Angela Weiss / AFP via Getty Images

If you had auto insurance during the pandemic, you may receive a refund from your insurance company.

According to two consumer groups, you got shortchanged.

The Consumer Federation of America and the Center for Economic Justice estimate that the auto insurance industry generated nearly $30 billion in revenue that should have gone back to policyholders while driving slow last year.

An analysis released by the groups last month found that auto insurers made $42 billion in “extra premiums” in 2020, but provided only $13 billion in relief to drivers.

“In nearly every state, auto insurance premiums — by law — cannot be exorbitant,” said J. Robert Hunter, insurance director for the Consumer Federation of America. “The inability or unwillingness of nearly all state insurance regulators to enforce the law and protect consumers raises serious questions.”

As pressure mounts on insurers over whether or not the payments were adequate, a major trade association for auto insurers called the analysis “wrong on everything.”

Overcharge amount $125 per vehicle

When people were told to stay home in the early days of the COVID-19 pandemic last year, driving suddenly came to a halt for many.

Fewer cars on the road meant fewer accidents and less money needed to pay insurance claims.

In response, auto insurers refunded some of the money drivers had spent on their policies and 15-25% of premium payments to policyholders, according to the AARP.

But consumer advocacy groups now say that was not enough.

According to a CFA/CEJ analysis, drivers should have gotten an additional $125 back for each insured vehicle last year.
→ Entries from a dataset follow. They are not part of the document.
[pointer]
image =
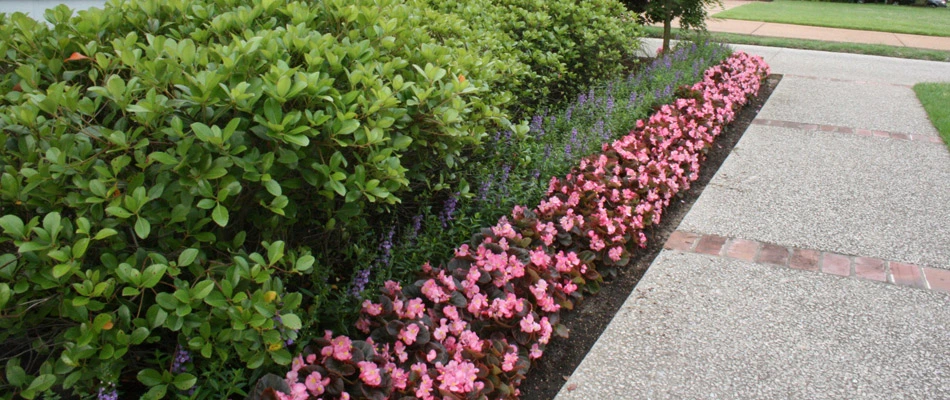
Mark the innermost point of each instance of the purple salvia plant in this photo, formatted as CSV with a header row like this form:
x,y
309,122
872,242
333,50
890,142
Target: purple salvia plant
x,y
180,358
108,392
484,189
359,282
449,210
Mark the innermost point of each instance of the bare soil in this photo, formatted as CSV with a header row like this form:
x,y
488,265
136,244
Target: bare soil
x,y
590,317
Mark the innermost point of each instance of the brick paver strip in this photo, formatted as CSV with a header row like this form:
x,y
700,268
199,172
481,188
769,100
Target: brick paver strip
x,y
906,275
939,279
869,268
847,130
836,264
742,249
804,259
773,254
682,241
710,244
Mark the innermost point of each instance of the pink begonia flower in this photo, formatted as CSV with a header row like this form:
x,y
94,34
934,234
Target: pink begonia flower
x,y
297,363
434,292
316,383
458,377
535,352
415,309
408,334
400,349
369,373
363,325
341,348
424,390
400,378
451,312
393,287
615,253
528,325
509,362
540,258
371,308
462,251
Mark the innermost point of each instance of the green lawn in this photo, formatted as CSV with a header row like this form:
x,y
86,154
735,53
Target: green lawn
x,y
838,47
936,100
870,17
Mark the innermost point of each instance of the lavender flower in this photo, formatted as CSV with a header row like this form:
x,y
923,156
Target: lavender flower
x,y
359,282
108,392
484,188
181,358
386,246
536,127
416,226
448,210
632,100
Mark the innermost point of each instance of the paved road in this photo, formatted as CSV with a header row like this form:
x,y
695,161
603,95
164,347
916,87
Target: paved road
x,y
828,277
759,28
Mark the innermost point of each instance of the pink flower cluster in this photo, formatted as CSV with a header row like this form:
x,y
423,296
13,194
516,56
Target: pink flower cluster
x,y
471,328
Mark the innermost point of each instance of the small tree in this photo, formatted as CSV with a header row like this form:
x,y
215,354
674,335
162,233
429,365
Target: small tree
x,y
691,13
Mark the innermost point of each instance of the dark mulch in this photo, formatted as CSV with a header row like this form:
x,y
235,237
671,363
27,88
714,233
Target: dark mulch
x,y
590,318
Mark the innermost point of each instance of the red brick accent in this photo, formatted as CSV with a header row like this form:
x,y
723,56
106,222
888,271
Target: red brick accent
x,y
812,260
804,259
742,249
900,136
772,254
939,279
836,264
682,241
906,274
870,268
710,244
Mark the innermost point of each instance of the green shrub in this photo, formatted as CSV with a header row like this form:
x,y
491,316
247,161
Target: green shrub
x,y
566,44
169,169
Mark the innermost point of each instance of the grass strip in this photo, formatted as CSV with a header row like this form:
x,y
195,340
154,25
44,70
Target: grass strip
x,y
806,44
866,17
936,100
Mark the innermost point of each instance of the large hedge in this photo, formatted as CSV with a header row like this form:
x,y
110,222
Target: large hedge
x,y
186,186
566,45
165,162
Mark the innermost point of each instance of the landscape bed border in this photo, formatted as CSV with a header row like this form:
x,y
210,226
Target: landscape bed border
x,y
510,286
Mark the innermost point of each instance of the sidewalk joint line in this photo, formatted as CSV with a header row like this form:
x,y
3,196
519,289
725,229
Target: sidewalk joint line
x,y
824,262
913,137
821,78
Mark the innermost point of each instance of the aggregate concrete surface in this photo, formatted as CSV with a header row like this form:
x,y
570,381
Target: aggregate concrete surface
x,y
843,193
859,105
36,8
703,327
853,67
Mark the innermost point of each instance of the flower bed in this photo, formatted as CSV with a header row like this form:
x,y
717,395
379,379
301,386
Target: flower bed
x,y
470,329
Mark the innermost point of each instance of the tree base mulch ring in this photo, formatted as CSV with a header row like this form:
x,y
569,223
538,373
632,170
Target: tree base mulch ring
x,y
589,318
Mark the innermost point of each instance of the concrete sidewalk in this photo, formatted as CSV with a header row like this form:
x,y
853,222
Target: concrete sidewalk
x,y
759,28
828,276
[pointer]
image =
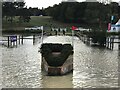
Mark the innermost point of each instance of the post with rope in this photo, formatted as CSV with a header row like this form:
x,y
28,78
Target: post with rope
x,y
73,29
42,34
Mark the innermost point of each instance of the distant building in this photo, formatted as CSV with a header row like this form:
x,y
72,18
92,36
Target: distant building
x,y
91,1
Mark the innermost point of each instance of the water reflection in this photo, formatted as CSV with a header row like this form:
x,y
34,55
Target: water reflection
x,y
93,67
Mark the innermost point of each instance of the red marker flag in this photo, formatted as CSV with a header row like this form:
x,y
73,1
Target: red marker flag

The groups said state-level insurance regulators have not done enough to ensure that auto insurers are returning premiums to drivers in sufficient amounts and not overcharging them.

Trade group says insurance companies did nothing wrong

But the American Property Casualty Insurance Association, a leading trade group for insurers, said the analysis of consumer groups is flawed.

The association said that what advocates call “profits” is mostly “money used to handle claims, sell and service policies and pay taxes and regulatory fees.”

According to the APCIA, auto insurance company profits are less than 2 cents for every premium dollar.

The association also said that driving conditions have changed since the early days of the pandemic in the spring of 2020.

According to the APCIA, miles driven have returned to pre-pandemic levels and accelerating speeds have made accidents more severe.

“If unreasonable premium deductions had been ordered last year, there would have been additional pressure on rates this year, as there is a faster increase in miles and a higher rate of accidents and damages,” said David Snyder, APCIA vice president, international. lawyer, in a statement.

“[The consumer groups’] Unreasonable exemption demands are unfounded and potentially dangerous to the financial health and competitiveness of the insurance system.”